Matanurani, Jakarta – Tim Pilkada Komisi Nasional Hak Asasi Manusia (HAM) 2018 memperingatkan para pemangku kepentingan terkait pemilu untuk mewaspadai kemungkinan adanya pelanggaran yang berujung pada pelanggaran HAM pada Pilpres 2019 nanti.
Hal itu berdasarkan hasil evaluasi Pilkada Serentak 2018 yang dilakukan di Sumatera Utara, Jawa Barat, Jawa Timur, Jawa Tengah, Kalimantan Timur, Kalimantan Barat dan Maluku.
Ketua Tim Pilkada Komnas HAM 2018 Hariansyah mengatakan, beberapa faktor penting yang mendorong pihaknya melakukan pemantauan langsung pelaksanaan pilkada adalah semakin maraknya penyebaran kebencian atau hate speech yang kerap berujung tindakan diskriminatif.
“Kemudian mencuatnya oligarki dalam proses pencalonan pilkada yang akan menciptakan kondisi negatif bagi pemajuan, perlindungan, penegakan pemenuhan HAM, peringatan tentang kerawanan. Serta masih terabaikannya kelompok-kelompok rentan dan minoritas dalam proses pilkada,” jelasnya dalam konferensi pers di Kantor Komnas HAM, Menteng, Jakarta, Senin (6/8).

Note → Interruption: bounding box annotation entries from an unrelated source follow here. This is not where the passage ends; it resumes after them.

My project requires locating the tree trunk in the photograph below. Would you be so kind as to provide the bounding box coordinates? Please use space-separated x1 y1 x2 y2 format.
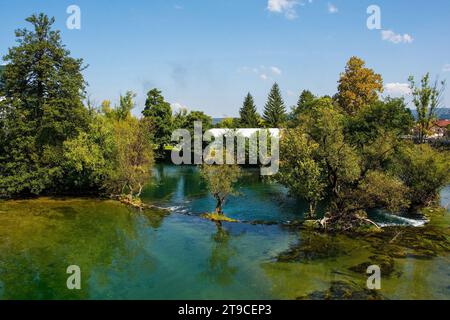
216 198 224 215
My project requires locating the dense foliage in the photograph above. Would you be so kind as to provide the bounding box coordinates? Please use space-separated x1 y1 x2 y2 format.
0 14 153 197
278 58 450 229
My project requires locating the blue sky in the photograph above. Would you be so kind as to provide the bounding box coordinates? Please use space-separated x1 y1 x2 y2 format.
0 0 450 117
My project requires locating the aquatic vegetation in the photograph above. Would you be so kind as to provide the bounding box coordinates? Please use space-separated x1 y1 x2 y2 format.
297 281 385 300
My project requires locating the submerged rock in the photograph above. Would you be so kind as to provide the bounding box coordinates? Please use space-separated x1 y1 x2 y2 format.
348 255 394 276
297 281 385 300
277 232 348 262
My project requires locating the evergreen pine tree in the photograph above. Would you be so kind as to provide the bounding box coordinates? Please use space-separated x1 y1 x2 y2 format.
142 88 172 157
263 83 286 128
0 13 89 195
239 93 259 128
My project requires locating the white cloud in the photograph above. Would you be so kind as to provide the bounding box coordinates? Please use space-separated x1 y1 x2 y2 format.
237 66 283 81
270 67 282 76
267 0 313 20
287 90 295 97
328 3 339 13
381 30 414 44
384 82 411 97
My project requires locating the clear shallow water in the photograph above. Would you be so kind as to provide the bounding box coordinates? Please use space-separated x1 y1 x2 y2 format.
0 166 450 299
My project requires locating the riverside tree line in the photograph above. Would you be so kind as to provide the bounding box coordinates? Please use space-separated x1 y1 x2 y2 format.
0 14 450 229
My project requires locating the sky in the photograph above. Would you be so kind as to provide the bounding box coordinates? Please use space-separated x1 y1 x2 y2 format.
0 0 450 117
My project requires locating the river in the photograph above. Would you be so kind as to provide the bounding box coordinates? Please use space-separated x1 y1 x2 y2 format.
0 165 450 299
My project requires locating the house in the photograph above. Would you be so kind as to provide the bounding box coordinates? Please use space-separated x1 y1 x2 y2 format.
431 119 450 138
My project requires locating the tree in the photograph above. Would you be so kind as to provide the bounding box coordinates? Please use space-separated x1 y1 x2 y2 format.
239 93 260 128
278 98 409 230
216 118 240 129
184 111 213 137
336 57 383 115
142 89 173 157
0 14 89 195
200 156 242 217
105 117 153 201
391 144 450 208
408 73 445 143
278 128 326 218
114 91 136 120
292 90 316 118
263 83 286 128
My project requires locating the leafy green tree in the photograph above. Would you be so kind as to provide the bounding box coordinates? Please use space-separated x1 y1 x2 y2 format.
292 90 316 119
183 111 213 137
113 91 136 120
409 73 445 143
142 89 173 157
345 98 414 148
200 155 242 217
110 117 153 201
263 83 287 128
278 128 326 218
336 57 383 115
0 14 89 195
239 93 260 128
216 118 240 129
279 98 409 230
391 144 450 208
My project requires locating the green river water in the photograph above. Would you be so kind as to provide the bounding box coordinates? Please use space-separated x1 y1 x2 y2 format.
0 165 450 299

Meski demikian, Hariansyah yang juga wakil ketua Komnas HAM mengapresiasi seluruh pemangku kepentingan yang bertanggung jawab dalam bidang keamanan terutama Polri dan pihak lain baik petugas TPS, pemerintah daerah yang turut menjaga iklim kondusifitas selama penyelenggaraan Pilkada 2018 sehingga tidak banyak terjadi kekerasan.
Anggota Tim Pilkada Komnas HAM 2018 Beka Ulung Hapsara menambahkan, pihaknya mendapatkan beberapa temuan dalam Pilkada 2018 lalu. Misalkan, adanya perbedaan standar layanan dan pembunuhan hak, terutama pada kelompok rentan, ras dan etnis.
“Jadi di lapangan, berdasarkan pantauan kami memang seperti ada perbedaan perlakuan. Misalnya perlakuan penyandang disabilitas dan para tahanan itu tidak dilayani dengan baik,” jelasnya.
Yang kedua, mengenai potensi diskriminasi ras dan etnis di media sosial dan internet. Hal itu juga harus menjadi catatan penting Komisi Pemilihan Umum dan Badan Pengawas Pemilu bahkan kepolisian, karena bukan hanya soal pelanggaran pidana pemilu saja tetapi bisa berpotensi pada persekusi.
“Jadi, karena perbedaan pilihan terus dibumbui latar belakang agama dan etnis, dan akhirnya berpotensi nantinya ada presekusi di lapangan,” ujar Beka. (Rmo).